Without warning, a cold chill stole up from the dark and settled heavily on Rosana. It was a feeling of evil, of malevolence lying in wait. She slowed her stride and glanced warily around. The road to Planchado was just ahead on the right, but instinctively, she turned and crossed the road to the left, pushing the chair down the embankment and behind a convenient clump of bushes where the metal of the wheelchair and the bottom of her dress, hanging below the t-shirt could not reflect the light. She crouched down beside Norma and waited.
“What are we doing, ‘Sana?” cried Norma, suddenly coming awake. “Where -”
“Shhh, Mama,” she hissed, a finger to her lips. She laid her hand on Norma’s wrist and counted five hundred heart beats under her fingertips before she carefully moved to the end of the bush and crawled on her belly up the embankment. A few yards ahead on the other side of the road, just beyond the turn to their house, Rosana spotted a red glow. She watched it carefully for several minutes. The glow moved up and down, brighter when it was up. She sniffed carefully. A cigarette.
Light splashed across the way as a car bounced by, leaving them in darkness again, but not before Rosana saw the man smoking the cigarette. He was leaning against a van looking annoyed as he surveyed the road in the direction from which they had come. Rosana crawled back to Norma, cutting her knee on a glass bottle in the process.
“There’s a man over there,” she mouthed. “He’s waiting for someone.”
“He’s waiting for you, Mija,” whispered Norma without emotion. “I knew this would happen, after what happened to Jaime. They will be waiting at the house, too.”
Rosana nodded. It made sense. She calculated quickly. They couldn’t stay here. Anyone with a flashlight could find them, and how long before the man started to search? They had to move. But the chair wouldn’t work off the road, not efficiently, anyway.
“Mama, you’ve got to let me carry you.

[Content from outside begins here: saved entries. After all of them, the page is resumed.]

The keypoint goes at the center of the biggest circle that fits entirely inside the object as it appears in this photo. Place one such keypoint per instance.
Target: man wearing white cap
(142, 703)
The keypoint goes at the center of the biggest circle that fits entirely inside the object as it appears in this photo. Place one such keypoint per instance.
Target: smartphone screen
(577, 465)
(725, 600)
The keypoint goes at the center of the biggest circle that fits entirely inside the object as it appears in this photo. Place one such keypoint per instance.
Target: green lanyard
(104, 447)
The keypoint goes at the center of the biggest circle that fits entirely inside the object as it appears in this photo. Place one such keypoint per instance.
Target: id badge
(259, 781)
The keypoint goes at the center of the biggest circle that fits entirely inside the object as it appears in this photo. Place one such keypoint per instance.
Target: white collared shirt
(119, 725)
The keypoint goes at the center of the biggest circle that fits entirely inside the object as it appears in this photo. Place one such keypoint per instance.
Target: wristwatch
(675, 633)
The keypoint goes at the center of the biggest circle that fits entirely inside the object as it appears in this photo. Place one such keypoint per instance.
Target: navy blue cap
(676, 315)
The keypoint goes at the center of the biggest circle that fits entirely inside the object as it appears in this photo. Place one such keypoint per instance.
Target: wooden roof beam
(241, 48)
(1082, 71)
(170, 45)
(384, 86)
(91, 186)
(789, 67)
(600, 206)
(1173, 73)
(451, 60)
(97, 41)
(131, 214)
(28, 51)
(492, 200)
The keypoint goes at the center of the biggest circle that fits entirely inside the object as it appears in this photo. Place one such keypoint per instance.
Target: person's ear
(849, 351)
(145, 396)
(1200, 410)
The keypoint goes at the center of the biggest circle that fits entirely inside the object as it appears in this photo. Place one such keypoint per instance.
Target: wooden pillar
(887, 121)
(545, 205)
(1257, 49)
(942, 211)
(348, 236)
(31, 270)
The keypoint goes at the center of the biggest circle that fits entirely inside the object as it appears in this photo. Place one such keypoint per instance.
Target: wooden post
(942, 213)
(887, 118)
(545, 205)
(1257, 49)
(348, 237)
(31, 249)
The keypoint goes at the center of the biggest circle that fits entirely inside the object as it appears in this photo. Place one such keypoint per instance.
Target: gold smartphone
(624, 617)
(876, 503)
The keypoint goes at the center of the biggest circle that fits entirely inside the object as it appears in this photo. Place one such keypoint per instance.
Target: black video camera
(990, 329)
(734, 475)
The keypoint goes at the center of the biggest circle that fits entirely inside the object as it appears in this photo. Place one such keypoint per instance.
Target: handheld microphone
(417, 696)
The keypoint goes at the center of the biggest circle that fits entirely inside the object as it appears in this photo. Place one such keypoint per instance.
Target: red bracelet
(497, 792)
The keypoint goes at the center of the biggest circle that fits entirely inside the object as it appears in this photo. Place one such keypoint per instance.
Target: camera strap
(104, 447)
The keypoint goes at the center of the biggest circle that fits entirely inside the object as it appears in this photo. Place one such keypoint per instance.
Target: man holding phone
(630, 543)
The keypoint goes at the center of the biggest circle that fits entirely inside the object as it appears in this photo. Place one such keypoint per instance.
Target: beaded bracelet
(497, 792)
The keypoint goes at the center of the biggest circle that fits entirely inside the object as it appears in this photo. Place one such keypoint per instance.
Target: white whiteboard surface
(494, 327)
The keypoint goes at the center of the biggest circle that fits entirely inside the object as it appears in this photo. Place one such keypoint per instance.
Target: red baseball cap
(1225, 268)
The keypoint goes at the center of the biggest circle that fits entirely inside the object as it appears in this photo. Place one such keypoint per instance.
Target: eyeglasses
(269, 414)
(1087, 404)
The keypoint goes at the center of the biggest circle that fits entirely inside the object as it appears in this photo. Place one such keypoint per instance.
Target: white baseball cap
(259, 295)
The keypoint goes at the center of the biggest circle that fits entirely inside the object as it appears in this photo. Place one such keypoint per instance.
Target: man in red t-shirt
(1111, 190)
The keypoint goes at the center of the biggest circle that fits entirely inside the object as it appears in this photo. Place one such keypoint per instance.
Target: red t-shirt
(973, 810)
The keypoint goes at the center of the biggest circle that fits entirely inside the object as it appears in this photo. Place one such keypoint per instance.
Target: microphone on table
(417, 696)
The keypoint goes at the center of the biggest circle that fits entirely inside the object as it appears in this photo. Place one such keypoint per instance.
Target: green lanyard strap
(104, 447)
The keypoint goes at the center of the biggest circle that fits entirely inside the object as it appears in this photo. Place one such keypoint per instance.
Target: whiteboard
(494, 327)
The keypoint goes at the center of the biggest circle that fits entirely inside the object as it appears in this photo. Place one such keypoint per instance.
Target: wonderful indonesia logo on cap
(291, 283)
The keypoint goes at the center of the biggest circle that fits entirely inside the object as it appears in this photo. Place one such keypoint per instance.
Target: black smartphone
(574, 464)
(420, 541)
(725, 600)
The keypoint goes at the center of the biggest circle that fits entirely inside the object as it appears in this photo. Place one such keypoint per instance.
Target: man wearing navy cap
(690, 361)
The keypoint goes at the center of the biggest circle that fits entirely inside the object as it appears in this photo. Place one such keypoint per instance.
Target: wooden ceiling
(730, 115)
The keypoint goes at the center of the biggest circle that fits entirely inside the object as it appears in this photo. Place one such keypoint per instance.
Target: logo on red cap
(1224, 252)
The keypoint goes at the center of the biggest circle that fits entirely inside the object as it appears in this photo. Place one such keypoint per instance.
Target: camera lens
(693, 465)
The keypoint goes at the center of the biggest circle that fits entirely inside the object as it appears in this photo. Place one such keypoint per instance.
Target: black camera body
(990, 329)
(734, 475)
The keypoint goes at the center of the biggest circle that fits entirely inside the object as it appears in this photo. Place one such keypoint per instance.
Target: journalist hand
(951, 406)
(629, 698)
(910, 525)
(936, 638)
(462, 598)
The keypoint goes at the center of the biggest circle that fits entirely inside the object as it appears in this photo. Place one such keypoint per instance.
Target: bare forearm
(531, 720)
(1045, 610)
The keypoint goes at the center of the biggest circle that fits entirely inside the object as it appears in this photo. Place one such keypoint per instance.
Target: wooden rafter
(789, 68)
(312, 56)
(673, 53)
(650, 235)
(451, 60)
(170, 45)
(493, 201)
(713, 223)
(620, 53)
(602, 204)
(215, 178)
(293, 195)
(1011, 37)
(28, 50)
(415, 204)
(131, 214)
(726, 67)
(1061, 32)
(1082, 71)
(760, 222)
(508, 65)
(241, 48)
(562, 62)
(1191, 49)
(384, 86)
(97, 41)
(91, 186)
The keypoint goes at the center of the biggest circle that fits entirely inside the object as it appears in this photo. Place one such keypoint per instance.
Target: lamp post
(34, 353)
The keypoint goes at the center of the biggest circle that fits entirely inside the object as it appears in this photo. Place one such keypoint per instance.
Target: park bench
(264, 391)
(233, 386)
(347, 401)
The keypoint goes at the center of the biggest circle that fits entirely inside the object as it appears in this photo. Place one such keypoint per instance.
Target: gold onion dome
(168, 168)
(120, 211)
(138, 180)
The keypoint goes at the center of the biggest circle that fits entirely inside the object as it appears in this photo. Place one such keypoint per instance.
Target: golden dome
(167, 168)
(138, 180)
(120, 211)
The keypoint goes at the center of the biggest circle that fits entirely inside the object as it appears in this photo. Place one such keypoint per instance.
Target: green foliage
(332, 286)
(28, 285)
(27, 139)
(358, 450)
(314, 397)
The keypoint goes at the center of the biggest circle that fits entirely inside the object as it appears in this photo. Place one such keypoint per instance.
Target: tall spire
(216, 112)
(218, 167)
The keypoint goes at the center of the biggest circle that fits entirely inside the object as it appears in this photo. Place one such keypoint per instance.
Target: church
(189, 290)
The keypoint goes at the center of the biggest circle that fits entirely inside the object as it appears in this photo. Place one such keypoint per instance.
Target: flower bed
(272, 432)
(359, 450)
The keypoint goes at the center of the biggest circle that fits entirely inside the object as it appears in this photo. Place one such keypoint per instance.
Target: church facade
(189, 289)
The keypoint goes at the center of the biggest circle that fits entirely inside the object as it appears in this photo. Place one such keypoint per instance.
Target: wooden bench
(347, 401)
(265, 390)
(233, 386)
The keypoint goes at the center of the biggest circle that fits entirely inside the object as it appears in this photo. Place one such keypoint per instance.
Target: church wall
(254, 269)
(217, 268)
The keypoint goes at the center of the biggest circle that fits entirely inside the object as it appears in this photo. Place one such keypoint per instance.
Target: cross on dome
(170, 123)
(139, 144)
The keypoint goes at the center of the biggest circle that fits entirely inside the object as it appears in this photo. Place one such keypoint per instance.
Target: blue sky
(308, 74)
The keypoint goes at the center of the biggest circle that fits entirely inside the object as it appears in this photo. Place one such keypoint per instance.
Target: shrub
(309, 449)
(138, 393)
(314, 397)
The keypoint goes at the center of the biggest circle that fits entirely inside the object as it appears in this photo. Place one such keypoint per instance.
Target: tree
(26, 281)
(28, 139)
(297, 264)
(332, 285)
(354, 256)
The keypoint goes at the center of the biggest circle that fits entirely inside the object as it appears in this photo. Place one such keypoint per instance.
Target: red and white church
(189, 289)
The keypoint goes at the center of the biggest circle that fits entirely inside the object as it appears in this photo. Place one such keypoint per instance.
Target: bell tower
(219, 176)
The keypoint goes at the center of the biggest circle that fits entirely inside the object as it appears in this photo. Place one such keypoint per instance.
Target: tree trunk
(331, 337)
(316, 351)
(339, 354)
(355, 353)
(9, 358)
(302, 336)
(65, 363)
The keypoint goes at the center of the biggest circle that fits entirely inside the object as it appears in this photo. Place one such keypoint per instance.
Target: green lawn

We’re going to go to the Convent. We’ll go the way I went to the onion field that first time. Get ready, and we’ll move when the next car comes.”
Without a word, Norma opened the bag of bread and dropped her water bottle into it, closing it with a knot. Then, tying the scarf around her head to shield her face, she held out her arms to Rosana, who crouched in front of the chair ready to hoist the older lady onto her back.
Several breaths later, a rumbling announced a car, and a sweep of lights illuminated for an instant the terrain between them and the river. In one motion she hoisted Norma and moved stealthily further down the embankment toward the river.
Twice, she stumbled over rocks and brush. A third time she froze when her toe connected with a can which clanged and banged as it bounced toward the water.
“Cross! Cross!” Norma whispered in her ear when they reached the river. Rosana obeyed, trying to keep her balance on the wet stones at the bottom of the knee-deep torrent. On the other side, she sloshed to the bridge’s concrete support and leaned against it breathing heavily. At Norma’s tap on her shoulder, she looked up and saw the red glow on the bridge above them. The women sank back into the darkness.
In a moment, the red glow fell from the bridge and disappeared into the water.
A sudden roar followed by the squealing of hot brakes filled the air on the bridge above them. It was followed instantly by a flash of light that illuminated the road. The man on the bridge, standing in a spotlight, stood staring stupidly. Yelling and the sounds of running ensued, but Rosana had already hitched Norma higher on her back and darted away under the bridge, up the river into the darkness.